Kiwi’s are small but, packed full of sweet flavor. They are soft and creamy with a flavor that is similar to a melon. Kiwifruit is actually a berry. Just like all berries, it too is full of nutrients and antioxidants. Kiwifruit can be used in a variety of ways… in salads, salsa or in marinades. I like to eat it peeled and sliced or in salads. I recently used it in a Kiwi Citrus Salad…
When choosing a kiwifruit look for one that is plump with no wrinkles, bruises or punctures. It’s ready to eat when it gives to slight pressure.
1 fruit (2 ” diameter)
Calcium 23 mg
Potassium 215 mg
Vitamin C 64 mg
Vitamin A 60 IU
Vitamin K 28 µg
Benefits of Vitamin C
Helps grow and repair tissues
Helps heal wounds
Helps body make collagen
Helps protect against free radical damage (free radicals cause cell and tissue damage, and cause signs of aging like wrinkles)
Sources of Vitamin C
Green and Red bell peppers
Sweet potato (skin on)
Vitamin C is a water-soluble vitamin so that means that some of the Vitamin C will be lost in cooking.
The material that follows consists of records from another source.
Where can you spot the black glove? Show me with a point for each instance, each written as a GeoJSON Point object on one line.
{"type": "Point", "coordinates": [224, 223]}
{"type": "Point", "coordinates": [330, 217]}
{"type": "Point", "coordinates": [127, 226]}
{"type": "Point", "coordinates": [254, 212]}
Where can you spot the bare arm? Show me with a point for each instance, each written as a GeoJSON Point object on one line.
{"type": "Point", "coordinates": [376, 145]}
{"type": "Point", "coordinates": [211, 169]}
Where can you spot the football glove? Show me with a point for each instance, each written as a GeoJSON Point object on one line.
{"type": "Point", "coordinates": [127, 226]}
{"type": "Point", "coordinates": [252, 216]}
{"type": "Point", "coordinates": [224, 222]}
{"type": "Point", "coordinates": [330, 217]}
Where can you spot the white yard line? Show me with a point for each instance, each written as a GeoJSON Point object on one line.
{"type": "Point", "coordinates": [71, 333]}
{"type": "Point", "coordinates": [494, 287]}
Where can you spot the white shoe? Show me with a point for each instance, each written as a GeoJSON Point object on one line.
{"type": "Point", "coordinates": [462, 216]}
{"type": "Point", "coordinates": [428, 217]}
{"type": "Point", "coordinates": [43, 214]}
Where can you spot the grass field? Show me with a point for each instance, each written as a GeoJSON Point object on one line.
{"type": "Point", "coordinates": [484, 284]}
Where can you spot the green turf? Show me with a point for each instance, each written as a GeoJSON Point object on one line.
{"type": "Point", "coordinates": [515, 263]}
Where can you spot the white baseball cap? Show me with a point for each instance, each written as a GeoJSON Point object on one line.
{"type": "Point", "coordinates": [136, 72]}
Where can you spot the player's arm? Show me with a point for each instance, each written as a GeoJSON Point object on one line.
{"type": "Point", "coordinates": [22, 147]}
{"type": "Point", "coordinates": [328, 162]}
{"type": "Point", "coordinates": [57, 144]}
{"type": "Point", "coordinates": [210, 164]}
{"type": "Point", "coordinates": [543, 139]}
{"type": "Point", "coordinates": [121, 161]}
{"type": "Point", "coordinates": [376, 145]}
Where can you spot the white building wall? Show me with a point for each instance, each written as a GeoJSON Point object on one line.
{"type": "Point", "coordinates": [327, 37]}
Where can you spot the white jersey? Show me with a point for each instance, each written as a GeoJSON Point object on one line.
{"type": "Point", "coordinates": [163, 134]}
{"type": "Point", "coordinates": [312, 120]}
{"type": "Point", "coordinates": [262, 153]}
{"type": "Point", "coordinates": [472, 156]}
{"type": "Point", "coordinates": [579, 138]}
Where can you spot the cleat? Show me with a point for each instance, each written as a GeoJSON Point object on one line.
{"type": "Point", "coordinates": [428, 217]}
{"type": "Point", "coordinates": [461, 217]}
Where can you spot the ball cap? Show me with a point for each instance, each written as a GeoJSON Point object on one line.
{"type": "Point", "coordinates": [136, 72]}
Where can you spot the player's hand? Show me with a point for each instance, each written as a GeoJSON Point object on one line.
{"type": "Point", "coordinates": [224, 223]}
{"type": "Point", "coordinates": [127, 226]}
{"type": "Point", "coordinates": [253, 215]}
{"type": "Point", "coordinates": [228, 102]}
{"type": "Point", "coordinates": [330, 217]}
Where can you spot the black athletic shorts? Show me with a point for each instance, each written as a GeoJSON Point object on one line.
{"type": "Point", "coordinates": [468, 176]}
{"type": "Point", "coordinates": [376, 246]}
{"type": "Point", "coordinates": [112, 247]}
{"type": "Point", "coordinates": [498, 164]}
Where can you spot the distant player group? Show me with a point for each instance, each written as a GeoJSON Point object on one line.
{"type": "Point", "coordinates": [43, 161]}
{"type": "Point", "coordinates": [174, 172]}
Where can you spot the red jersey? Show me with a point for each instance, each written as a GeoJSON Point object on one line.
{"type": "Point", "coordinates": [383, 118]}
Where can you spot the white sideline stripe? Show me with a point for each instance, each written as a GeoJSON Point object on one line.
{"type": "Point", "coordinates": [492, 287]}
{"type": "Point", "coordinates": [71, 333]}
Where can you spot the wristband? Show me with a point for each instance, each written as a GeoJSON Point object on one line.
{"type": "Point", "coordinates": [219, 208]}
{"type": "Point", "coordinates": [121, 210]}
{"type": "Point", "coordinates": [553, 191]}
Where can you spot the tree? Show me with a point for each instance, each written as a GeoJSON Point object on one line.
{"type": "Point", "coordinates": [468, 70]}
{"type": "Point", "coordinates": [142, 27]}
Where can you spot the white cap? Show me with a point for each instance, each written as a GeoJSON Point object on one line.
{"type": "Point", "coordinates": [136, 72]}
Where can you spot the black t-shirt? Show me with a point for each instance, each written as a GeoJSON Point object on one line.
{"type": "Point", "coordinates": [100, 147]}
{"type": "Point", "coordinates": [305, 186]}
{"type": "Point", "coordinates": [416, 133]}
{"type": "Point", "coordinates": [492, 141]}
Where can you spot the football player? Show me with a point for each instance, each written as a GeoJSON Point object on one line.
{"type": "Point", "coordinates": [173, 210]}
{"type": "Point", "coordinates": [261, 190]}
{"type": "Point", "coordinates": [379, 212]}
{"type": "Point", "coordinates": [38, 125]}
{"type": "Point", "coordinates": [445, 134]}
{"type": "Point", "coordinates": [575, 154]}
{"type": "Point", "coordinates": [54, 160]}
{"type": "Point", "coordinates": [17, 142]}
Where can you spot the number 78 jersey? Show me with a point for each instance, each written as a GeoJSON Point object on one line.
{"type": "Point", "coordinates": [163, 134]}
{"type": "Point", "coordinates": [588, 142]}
If you steam, microwave or quick cook in a little water you retain a greater amount of Vitamin C. Fresh uncooked fruits and vegetables are best sources of Vitamin C.
Body’s Requirements Per Day:
Smokers have a higher requirement (125mg) due the oxidative stress smoking causes.
- 10oz Spring mix salad
- 2 kiwi fruits, peeled and sliced
- 2 mandarin oranges, peeled and segmented
- 1 cup slivered almonds
- Toss first 3 ingredients together in salad bowl.
- Drizzle salad with vinaigrette and sprinkle with almonds.
For this salad I like to use a light vinaigrette, like the one I last used in my Spinach and Kale Spring Salad.
You will love this salad…it is light, sweet, refreshing, and perfect for spring. The combination of kiwifruit, orange and almonds is perfectly balanced on a bed of spring mix salad. A Balsamic Vinaigrette would also pair nicely with this salad.